Here’s another optimization for this: the request can be synchronous or asynchronous, and elements within multiple pages can be requested at the same time. The entire back-to-source process is the dynamic acceleration on the content. Another way to achieve dynamic acceleration is if back-to-source is required, let CDN decide the optimal route for the back-to-source network. CDN will help to find an optimal back-to-source chain. Dynamic acceleration actually involves a series of optimization methods, including content compression for example. The whole process also has many technical challenges: e-commerce suppliers need to know the real IP address of users; the source site needs to launch request interception to guard against attacks and so on.
Static + ESI
Users put content on the edge node and cache the content in the server room. If it is dynamic content, it will be sent back to the source database, however if it is static miss content, it is sent back to the source database through the business logic. The request chain is usually “read chain”, “write chain”, and the db will be changed. The changed db messages are consumed by customers and updated and stored into the cache through business logic, so the information in the cache is always the latest. This is to say, if the user request can hit the edge node, it returns. Otherwise, the request will hit the cache layer and return.
Merge element requests
There will be many child elements in a page. If you request each of them independently, every request is a back-to-source call, and every request will take a long time (including the time needed for TCP connection). Merging element requests means to merge all the requests into one and provide the unified request to the service side, and the service side will dispatch these requests and merge and return the result in a unified way.

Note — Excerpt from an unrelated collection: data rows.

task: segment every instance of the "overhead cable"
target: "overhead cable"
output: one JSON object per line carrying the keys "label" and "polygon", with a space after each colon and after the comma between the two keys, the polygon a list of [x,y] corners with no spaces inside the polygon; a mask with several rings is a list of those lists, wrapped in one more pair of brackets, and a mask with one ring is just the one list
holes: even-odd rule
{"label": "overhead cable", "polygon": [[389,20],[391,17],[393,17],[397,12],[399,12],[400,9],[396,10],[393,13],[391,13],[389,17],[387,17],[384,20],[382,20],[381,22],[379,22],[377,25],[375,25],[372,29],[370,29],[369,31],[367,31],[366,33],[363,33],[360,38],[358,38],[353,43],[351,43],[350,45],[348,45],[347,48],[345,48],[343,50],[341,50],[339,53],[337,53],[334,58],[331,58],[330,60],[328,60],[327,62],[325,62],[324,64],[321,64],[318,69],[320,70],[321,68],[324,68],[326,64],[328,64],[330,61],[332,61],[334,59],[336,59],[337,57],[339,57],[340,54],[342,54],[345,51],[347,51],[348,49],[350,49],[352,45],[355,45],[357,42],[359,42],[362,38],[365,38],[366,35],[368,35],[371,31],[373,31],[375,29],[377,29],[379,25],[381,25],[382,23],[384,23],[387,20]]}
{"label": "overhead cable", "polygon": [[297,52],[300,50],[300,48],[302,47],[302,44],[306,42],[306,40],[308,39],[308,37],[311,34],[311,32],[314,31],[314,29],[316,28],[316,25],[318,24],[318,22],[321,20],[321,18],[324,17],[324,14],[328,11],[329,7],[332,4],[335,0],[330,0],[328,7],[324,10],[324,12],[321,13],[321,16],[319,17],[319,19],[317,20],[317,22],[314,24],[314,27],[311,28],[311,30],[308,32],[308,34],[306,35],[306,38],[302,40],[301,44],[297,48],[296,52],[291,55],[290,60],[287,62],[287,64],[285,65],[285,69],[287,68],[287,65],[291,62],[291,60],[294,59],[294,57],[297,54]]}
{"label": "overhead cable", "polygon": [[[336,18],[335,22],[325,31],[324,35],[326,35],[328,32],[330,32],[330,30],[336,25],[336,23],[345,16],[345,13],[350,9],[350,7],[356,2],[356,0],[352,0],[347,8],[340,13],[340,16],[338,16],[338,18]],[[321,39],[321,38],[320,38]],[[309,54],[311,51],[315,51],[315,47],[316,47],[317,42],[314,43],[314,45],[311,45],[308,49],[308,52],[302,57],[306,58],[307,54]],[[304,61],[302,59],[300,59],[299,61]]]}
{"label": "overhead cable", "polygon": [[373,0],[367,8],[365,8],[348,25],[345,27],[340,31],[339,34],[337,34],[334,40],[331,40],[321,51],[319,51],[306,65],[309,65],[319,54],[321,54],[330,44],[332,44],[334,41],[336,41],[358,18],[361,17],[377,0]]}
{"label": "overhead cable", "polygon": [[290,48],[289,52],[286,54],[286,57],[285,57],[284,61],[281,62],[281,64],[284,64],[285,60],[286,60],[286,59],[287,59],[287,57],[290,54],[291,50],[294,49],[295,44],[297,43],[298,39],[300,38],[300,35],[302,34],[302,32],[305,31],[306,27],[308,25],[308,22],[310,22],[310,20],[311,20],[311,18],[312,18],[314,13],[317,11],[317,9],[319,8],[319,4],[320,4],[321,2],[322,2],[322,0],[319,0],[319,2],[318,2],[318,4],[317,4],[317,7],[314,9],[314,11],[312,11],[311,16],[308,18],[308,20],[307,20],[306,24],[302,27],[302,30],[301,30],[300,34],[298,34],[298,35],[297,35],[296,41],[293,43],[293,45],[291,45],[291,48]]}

CDN scheduling optimization
AliExpress boasts many users in various countries around the world. It is the second largest e-commerce website in Brazil. Brazilian users can request the edge nodes in the US or the edge nodes in Brazil. Tests show that less time is consumed if Brazilian users request the edge nodes in Brazil, namely 4 units for example, then 5 units of time is consumed if they request the edge nodes in the US. But the request to nodes in Argentina, which is close to Brazil in geography, takes 7 units of time. So we can draw a conclusion that we cannot estimate the time consumption of request to a node by geographic locations alone, and CDN scheduling can be optimized on this basis.
Business results
Through the above theoretical analysis and optimizations, you can improve the analysis capability of your entire system. Previous optimizations has benefited AliExpress website by increasing orders by 5.07% as well as recording a hugely significant drop in performance loss.